Listen to the recording. Kavanaugh seemed ticked off. After talking for two-full pages in the transcript, Kavanaugh admits “that’s not really a question, but that is a comment.” (Never have I ever heard a more academic line.) Kavanaugh’s colloquy stretched 2.5 pages (starting on p. 54 through page p. 56), and lasts for nearly 2.5 minutes (44:55-47:28). To my memory, this is our first Kavanaugh Page.

Later in the argument, Justice Barrett returned to this issue. She said she was surprised by the briefing on Section 706. But all those D.C. Circuit cases may not be entitled to much weight. With regard to jurisdiction, she said, the Court “gives little weight to drive-by jurisdictional rulings.” In other words, if those 10,000 orders that Judge Kavanaugh issued failed to address whether the court had Article III jurisdiction, then those decisions do not settle the question. Then, Barrett asked what has become her signature question. Assume “X,” do you lose?

If I think you’re wrong about the original meaning of the APA or what people expected “set aside” meant at that time and these are all drive-by remedial rulings, do you lose? 

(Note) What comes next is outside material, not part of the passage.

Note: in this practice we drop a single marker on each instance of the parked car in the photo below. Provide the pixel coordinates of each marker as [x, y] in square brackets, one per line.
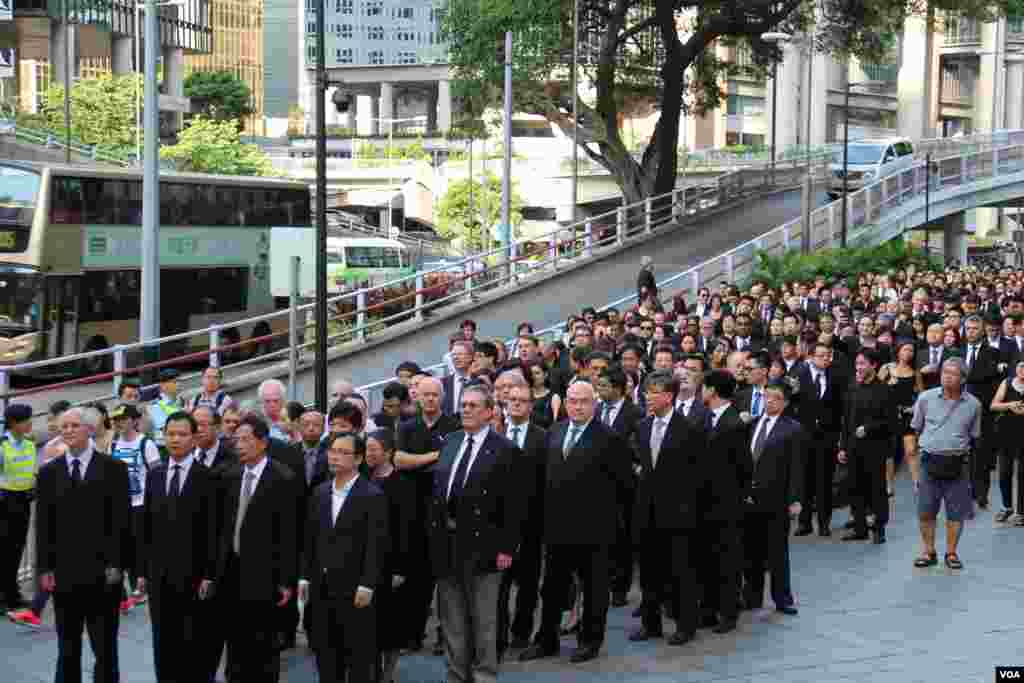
[867, 161]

I’ve noticed this framing in several other cases. Pro tip: when Barrett says “if I think you’re wrong,” then she thinks you’re wrong.

***

Here, I commend Sam Bray and John Harrison. They successfully moved a legal argument from “off-the-wall” to “on-the-wall.” They fought against decades of precedent, and received wisdom, with a commitment to clear scholarship and careful advocacy. They garnered the attention of Republican and Democratic administrations. And several Justices are now expressly considering whether they are correct. Whatever the Court does in United States v. Texas, Bray and Harrison deserve a world of credit.